Our core technology extracts knowledge from an ever-expanding corpus of text – news, corporate filings, earnings transcripts, patents, and structures it to be stored and understood through our knowledge graph. This extracted information is then enriched through the relationships and exposures we generate. Noonum's graph enables the ability to generate proprietary analyses around sentiment, thematic uniqueness, and performance attribution to further understand what’s driving companies and markets.  The data acquisition costs, storage, and performance required to maintain a dynamic knowledge graph of this nature are significant.

How big is the graph?  Very big.  Our graph is defined primarily in terms of the number of relationships we load into it.  Because it is a time series of knowledge that we capture from a variety of sources, at any point in time, we may be inferring over 3 billion relationships.  We currently cover over 5 million themes and 2 million entities including companies, places, and products.  In order to build and query such a comprehensive graph, some of the data is actually stored in more time series friendly sources. When we query the graph, we actually query these hybrid sources.

One of the most challenging aspects of building a knowledge graph is identifying the entities and keeping them accurate.  What does this mean? Let’s consider a node in the graph for a company.  We are not interested in generalizations. We are interested in specific knowledge about specific companies at specific points in time.   Because companies can come and go, we also need to understand when they existed and when they ceased to exist.  If we know that a stock AAPL is issued by a company called Apple, Inc. today, we can then create a company node with the name ‘Apple, Inc.’. This entity links to the security ‘AAPL’, and updates any date properties with today’s data if it was not known previously.   Now, if tomorrow’s security information says ‘AAPL’ was delisted, what do we do?  Did the company with name Apple, Inc., cease to exist, or did the relationship between Apple, Inc. and AAPL cease to exist?  Also, if we read some text and it says ‘Apple is a leader in smartphones’, is this Apple the same as ‘Apple, Inc.’?  For every decision in creating and mastering entities in a knowledge graph, you need to consider:

  • Source of the entity
  • How has the entity changed over time?
  • Which sources to trust?
  • What are the rules to create or remove an entity?

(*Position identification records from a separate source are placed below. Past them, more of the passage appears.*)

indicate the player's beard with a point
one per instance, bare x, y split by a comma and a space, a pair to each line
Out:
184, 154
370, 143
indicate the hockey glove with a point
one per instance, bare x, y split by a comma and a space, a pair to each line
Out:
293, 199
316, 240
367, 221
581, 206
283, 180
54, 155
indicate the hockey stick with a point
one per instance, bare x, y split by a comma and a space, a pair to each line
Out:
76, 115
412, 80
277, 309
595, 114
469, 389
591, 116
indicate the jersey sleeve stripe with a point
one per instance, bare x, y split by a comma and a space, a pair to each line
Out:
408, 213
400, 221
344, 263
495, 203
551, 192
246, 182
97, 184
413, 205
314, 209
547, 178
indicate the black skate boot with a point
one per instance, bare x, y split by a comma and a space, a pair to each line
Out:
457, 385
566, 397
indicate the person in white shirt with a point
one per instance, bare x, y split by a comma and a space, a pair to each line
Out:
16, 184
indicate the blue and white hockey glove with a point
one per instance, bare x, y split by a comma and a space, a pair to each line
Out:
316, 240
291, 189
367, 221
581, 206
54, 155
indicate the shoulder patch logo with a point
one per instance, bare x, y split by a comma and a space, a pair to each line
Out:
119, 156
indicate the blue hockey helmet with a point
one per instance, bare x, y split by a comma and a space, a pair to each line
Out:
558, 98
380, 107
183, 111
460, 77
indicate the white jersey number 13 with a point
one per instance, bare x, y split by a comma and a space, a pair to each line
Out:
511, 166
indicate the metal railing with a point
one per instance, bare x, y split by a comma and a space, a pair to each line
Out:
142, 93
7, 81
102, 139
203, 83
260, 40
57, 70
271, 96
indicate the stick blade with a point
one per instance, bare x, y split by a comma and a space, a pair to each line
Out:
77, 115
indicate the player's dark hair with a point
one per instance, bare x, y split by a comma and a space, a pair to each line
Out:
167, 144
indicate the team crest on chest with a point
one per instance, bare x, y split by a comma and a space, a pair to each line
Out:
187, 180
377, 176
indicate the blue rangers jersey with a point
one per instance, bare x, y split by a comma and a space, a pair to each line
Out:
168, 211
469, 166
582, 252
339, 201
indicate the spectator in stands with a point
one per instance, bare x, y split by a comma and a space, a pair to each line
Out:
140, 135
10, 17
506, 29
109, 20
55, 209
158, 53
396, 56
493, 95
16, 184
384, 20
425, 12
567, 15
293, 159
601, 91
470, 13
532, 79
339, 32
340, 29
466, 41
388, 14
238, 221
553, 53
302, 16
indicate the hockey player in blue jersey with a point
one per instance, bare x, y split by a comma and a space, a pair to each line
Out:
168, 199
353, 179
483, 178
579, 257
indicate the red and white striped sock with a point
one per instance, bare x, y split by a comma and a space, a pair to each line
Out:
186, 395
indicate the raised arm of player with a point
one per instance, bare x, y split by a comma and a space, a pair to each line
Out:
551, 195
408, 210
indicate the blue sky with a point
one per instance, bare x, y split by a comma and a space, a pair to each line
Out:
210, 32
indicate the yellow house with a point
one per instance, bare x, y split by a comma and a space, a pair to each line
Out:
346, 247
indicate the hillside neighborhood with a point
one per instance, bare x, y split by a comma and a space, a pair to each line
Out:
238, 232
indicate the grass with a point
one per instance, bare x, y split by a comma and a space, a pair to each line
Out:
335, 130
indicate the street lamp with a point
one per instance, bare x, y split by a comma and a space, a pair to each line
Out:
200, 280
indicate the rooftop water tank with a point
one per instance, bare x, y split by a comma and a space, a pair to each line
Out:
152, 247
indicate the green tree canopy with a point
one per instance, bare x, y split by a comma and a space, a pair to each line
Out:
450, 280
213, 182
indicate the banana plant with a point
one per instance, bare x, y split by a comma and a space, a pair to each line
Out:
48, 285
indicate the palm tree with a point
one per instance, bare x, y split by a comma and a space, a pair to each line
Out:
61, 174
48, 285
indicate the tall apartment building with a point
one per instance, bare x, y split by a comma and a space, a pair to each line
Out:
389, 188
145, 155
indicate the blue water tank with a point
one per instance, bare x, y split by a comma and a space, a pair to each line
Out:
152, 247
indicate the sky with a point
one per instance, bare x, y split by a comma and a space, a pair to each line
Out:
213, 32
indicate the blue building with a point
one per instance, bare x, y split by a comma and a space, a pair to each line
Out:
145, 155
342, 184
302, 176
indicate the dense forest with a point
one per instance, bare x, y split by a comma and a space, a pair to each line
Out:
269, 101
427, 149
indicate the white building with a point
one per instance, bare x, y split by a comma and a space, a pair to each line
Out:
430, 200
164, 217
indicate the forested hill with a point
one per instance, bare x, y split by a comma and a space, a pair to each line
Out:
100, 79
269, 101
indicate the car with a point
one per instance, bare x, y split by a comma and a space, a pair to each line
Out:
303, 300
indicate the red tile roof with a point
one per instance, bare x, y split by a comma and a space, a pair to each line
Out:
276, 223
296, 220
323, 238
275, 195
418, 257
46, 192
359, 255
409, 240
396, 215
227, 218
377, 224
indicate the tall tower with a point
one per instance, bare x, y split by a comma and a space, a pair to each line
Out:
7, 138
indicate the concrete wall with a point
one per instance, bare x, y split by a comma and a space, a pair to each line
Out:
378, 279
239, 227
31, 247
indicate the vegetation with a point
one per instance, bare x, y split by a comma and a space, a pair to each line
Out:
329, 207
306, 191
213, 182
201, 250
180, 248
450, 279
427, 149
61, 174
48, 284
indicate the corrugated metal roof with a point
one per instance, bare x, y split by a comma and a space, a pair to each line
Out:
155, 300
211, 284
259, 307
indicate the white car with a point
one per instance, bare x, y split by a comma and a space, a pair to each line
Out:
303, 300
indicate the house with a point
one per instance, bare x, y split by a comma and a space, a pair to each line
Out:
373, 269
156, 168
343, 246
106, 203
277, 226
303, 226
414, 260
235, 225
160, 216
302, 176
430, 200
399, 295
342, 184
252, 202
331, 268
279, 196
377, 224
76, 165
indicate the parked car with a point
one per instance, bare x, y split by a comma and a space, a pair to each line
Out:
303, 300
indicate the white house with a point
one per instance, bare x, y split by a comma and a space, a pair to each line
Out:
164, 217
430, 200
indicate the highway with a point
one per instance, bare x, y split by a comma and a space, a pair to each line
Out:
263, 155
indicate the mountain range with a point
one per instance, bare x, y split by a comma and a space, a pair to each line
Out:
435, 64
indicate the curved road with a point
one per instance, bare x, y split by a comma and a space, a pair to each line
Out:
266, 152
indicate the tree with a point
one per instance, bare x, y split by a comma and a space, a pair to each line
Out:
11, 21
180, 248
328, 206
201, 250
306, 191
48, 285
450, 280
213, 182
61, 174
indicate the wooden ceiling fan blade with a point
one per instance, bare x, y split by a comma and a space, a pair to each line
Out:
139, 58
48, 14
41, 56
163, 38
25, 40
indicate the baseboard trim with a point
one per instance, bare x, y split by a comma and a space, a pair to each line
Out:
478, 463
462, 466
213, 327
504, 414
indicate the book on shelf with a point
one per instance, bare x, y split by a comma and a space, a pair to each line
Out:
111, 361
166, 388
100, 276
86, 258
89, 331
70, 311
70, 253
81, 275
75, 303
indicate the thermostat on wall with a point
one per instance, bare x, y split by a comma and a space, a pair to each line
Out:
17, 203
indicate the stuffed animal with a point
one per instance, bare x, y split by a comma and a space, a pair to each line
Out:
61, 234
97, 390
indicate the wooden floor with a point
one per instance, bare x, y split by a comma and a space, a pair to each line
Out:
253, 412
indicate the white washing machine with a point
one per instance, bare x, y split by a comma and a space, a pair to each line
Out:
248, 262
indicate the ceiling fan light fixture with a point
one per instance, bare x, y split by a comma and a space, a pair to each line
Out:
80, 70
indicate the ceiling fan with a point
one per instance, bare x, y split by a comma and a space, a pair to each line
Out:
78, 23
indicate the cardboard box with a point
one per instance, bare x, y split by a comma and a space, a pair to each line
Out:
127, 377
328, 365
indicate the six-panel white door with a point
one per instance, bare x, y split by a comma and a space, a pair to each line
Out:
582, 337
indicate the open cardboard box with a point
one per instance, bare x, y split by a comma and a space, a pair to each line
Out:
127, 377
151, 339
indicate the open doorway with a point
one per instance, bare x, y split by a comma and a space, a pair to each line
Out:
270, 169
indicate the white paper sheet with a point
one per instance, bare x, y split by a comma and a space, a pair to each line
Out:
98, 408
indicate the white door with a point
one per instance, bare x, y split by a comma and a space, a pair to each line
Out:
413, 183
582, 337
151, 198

Lastly, you also need to think carefully about identifiers (IDs) and the names of entities.  Many decisions must be made when mastering entities for a knowledge graph.

Today, in industry and academia, using large data sources to train state of the art language, image and graph models has massive interest.  To build data sources on which such models can be trained is very challenging, often more difficult than training the models. Noonum’s evolving graph has great potential to learn the sequence of how market relationships emerge and evolve, shaping the way we understand and predict financial and business market dynamics.